What was the solution? I offered to build an automated way to correct the patient address BEFORE the bill was printed and mailed, thereby greatly increasing deliverability, and then I sweetened the deal by offering a Returned Mail Buy-Back Guarantee. Yes, I told them I’d give a full refund for any piece of mail that was returned to them for any reason.

Later, as my company grew by leaps and bounds and was named an Inc. 5000 Company (one of the fastest growing privately owned US businesses), the Returned Mail Buy-Back Guarantee became less important. By that point, our reputation was solid (a result of an incredible culture that you must read about) and we no longer had to lean on the Guarantee as our market differentiator. In fact, if you’d ask a customer why they were with us, it is likely that none of them would even mention returned mail. Partially because we’d solved the problem for them already (you don’t need a new mouse trap if you don’t have mice!) and partially because there were many other reasons to choose us at that point.

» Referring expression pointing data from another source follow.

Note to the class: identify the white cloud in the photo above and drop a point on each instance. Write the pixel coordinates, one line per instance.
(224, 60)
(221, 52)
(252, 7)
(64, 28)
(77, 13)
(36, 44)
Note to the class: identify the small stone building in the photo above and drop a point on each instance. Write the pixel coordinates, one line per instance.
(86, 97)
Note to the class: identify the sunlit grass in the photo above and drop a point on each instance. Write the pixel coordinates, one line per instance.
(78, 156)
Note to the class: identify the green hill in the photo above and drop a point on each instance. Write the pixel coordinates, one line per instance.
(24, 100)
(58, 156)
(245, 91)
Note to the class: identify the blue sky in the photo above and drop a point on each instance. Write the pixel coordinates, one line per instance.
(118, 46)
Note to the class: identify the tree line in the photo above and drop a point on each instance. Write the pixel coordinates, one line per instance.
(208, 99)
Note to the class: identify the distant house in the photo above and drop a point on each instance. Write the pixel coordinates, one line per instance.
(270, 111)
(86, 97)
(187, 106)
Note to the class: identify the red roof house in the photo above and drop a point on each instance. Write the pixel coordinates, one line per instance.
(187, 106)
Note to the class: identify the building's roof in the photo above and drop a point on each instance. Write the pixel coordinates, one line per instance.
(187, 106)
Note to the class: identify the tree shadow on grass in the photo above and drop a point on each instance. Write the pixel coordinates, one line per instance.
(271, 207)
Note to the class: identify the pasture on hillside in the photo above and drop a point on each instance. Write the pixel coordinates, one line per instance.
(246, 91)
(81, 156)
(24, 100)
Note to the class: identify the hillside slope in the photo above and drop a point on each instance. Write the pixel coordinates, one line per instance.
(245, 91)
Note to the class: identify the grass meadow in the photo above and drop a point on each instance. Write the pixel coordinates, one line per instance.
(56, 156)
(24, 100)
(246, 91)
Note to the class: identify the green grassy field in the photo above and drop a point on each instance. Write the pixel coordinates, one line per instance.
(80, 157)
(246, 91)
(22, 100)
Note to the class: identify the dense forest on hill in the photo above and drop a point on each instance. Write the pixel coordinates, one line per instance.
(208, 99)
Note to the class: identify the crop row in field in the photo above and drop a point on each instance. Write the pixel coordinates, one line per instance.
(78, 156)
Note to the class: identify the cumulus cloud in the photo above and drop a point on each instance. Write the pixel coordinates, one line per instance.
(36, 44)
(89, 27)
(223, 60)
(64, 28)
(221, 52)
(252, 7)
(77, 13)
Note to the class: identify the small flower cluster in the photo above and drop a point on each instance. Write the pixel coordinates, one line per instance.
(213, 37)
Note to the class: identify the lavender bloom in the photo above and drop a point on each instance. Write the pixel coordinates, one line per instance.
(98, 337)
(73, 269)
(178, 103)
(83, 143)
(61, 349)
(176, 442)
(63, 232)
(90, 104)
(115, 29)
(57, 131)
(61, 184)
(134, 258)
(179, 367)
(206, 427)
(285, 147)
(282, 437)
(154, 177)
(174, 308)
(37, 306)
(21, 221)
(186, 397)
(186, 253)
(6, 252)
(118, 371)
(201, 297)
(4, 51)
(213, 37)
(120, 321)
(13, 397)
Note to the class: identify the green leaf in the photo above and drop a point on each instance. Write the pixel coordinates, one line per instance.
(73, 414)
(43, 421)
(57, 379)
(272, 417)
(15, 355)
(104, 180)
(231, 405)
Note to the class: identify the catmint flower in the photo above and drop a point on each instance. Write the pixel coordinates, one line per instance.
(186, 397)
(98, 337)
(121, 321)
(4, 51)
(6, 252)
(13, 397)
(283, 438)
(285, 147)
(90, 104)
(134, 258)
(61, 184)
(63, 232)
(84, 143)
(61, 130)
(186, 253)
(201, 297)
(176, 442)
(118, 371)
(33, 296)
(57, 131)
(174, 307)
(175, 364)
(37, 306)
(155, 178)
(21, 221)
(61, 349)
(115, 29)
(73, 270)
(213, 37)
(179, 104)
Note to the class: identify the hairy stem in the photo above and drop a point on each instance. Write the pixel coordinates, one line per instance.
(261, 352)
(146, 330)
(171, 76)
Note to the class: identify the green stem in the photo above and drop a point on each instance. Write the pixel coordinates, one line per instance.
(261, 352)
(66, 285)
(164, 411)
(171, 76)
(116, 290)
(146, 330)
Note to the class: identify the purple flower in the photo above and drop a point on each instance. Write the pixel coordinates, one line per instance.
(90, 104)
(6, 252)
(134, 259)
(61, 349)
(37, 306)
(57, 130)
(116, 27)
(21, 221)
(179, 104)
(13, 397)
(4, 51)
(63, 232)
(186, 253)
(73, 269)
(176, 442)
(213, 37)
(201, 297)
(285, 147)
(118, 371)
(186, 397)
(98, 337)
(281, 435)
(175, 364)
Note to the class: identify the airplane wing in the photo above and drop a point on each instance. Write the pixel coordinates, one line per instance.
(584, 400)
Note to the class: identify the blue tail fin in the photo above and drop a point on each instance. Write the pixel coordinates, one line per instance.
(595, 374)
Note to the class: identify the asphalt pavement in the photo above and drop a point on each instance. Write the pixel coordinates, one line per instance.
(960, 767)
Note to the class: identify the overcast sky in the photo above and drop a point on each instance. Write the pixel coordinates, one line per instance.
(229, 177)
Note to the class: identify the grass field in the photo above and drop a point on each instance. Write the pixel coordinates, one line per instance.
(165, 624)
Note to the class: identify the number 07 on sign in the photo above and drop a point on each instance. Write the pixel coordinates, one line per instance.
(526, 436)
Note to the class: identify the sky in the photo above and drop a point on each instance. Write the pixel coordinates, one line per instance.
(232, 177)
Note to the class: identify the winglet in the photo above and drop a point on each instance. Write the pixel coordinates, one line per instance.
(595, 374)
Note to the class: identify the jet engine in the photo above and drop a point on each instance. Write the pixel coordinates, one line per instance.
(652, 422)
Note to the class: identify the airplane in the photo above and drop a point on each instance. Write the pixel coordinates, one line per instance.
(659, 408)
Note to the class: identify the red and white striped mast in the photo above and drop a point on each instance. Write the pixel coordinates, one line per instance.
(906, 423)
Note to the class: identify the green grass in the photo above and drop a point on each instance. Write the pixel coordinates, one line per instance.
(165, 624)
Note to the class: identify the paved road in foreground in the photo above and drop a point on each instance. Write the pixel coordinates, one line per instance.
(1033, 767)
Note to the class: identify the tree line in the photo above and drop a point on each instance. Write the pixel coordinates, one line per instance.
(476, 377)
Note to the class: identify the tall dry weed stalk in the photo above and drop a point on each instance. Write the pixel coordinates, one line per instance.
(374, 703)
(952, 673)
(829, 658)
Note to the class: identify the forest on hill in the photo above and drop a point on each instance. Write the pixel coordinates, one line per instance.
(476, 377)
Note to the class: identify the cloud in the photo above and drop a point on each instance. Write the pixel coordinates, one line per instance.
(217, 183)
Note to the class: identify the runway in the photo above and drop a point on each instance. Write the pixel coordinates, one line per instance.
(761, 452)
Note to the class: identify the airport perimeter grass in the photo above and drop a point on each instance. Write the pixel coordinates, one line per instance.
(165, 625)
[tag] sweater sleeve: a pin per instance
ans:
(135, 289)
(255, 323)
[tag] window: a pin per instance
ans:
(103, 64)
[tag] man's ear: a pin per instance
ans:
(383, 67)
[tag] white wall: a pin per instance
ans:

You might be wondering if any of our competitors tried to copy our Guarantee, thereby making us not so unique. Yes, once or twice for very short periods of time. But because they weren’t also doing all the things we did behind the scenes to ensure the mail got to the right address, they were unsuccessful and quit just as abruptly as they started.

What’s the lesson here? To build something great, focus on problems that nobody else is paying attention to…and sometimes that is a seemingly small issue. While my competitors were spending millions and millions of dollars pursuing digital delivery of statements and ecommerce solutions, I devoted my attention to a nagging little problem that got my foot in the door. And once I won their confidence in getting rid of their little pesky problem, they started trusting me with bigger problems.

Start today with a small idea and “make it big”.